In other words, the necessary and proper clause allowed for the exercise only of “incidental powers,” meaning a power that is necessary to achieve a specific purpose, even though it is not explicitly granted, but in a constitution, this should be construed more broadly than in a statute.
Randolph’s view of the clause wasn’t as narrow as other opponents of the Bank. Jefferson and Madison took the position, as Jefferson put it, that “the Constitution restrained them to the necessary means, that is to say, to those means without which the grant of power would be nugatory.”
Madison put it this way.
“Its meaning must, according to the natural and obvious force of the terms and the context, be limited to means necessary to the end and incident to the nature of the specified powers.”
In effect, Madison and Jefferson both argued the clause was merely declaratory, or as Randolph described their view, superfluous..
Randolph thought the clause offered more latitude than Jefferson and Madison claimed, but not nearly as much as Hamilton did. In his view, the exercise of “incidental” powers was broader than merely those which are absolutely necessary. He argued that “to be necessary is to be incidental, or in other words may be denominated the natural means of executing a power.”
During the Virginia Ratifying Convention, Randolph called his view the “intermediate explanation” of the clause between an interpretation, like Jefferson’s, that Randolph argued made the clause superfluous and those, like Hamilton’s that made it “sweeping.”
But despite his nuanced difference with Jefferson and Madison, Randolph insisted that supporters of the bank “ought not to claim any advantage from this clause.”
And he warned a broad construction of incidental powers comes with great risk.
“However, let it be propounded as an eternal question to those, who build new powers on this clause, whether the latitude of construction which they arrogate, will not terminate in an unlimitted power in Congress?”
Randolph summed up his analysis by declaring that “so far as it incorporates the bank, he is bound to declare his opinion to be against its constitutionality.”
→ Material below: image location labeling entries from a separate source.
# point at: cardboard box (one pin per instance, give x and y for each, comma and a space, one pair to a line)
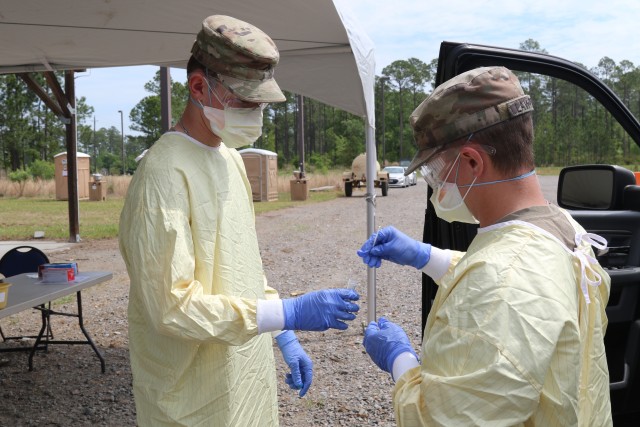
4, 294
62, 272
299, 189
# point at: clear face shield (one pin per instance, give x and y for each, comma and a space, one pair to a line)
228, 99
436, 171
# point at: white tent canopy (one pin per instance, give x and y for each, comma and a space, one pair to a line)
324, 54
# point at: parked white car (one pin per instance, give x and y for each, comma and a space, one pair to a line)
396, 176
413, 177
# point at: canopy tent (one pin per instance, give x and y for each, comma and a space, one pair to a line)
324, 54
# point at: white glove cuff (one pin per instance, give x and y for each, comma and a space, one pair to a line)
402, 364
438, 263
270, 315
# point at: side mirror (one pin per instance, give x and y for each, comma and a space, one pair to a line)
593, 187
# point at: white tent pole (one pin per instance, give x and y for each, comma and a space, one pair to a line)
371, 216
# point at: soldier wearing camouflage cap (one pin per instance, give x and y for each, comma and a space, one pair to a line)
201, 315
515, 333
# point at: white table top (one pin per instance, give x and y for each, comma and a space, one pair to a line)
28, 291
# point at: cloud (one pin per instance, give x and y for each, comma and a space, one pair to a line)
582, 31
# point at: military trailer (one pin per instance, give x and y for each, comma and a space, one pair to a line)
357, 176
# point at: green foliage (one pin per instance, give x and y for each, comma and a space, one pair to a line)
20, 175
41, 169
321, 162
570, 126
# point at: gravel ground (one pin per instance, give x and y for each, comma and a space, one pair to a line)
303, 249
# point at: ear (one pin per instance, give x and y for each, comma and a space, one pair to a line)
197, 86
474, 158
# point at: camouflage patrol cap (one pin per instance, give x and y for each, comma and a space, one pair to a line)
242, 55
468, 103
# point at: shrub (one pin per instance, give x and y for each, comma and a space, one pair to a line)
20, 177
41, 169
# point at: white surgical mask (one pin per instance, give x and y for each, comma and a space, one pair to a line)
236, 127
449, 203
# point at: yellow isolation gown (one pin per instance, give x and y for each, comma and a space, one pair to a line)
509, 330
187, 235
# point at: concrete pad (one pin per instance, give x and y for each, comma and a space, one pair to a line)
46, 246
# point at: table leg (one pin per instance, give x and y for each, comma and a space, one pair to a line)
86, 334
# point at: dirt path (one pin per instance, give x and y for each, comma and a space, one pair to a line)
303, 249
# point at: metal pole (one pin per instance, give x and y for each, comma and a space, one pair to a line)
72, 164
383, 81
300, 102
122, 136
371, 217
165, 99
95, 149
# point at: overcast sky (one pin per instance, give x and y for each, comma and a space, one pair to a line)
582, 31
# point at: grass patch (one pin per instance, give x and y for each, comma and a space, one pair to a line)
20, 218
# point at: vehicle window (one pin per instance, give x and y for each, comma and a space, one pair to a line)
394, 169
572, 128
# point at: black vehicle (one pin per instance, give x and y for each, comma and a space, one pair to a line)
610, 208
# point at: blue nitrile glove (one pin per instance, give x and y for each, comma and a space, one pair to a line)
395, 246
320, 310
384, 341
301, 366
While Randolph came down firmly against the Bank Bill on constitutional grounds, his position was more moderate and nuanced than more vocal opponents of the bank, including Madison and Jefferson.
He allowed for somewhat more latitude in the exercise of federal power under the Necessary and Proper Clause, but not enough to justify incorporating a bank. Ultimately, he took a middle-ground position that still excluded the power to create a national bank.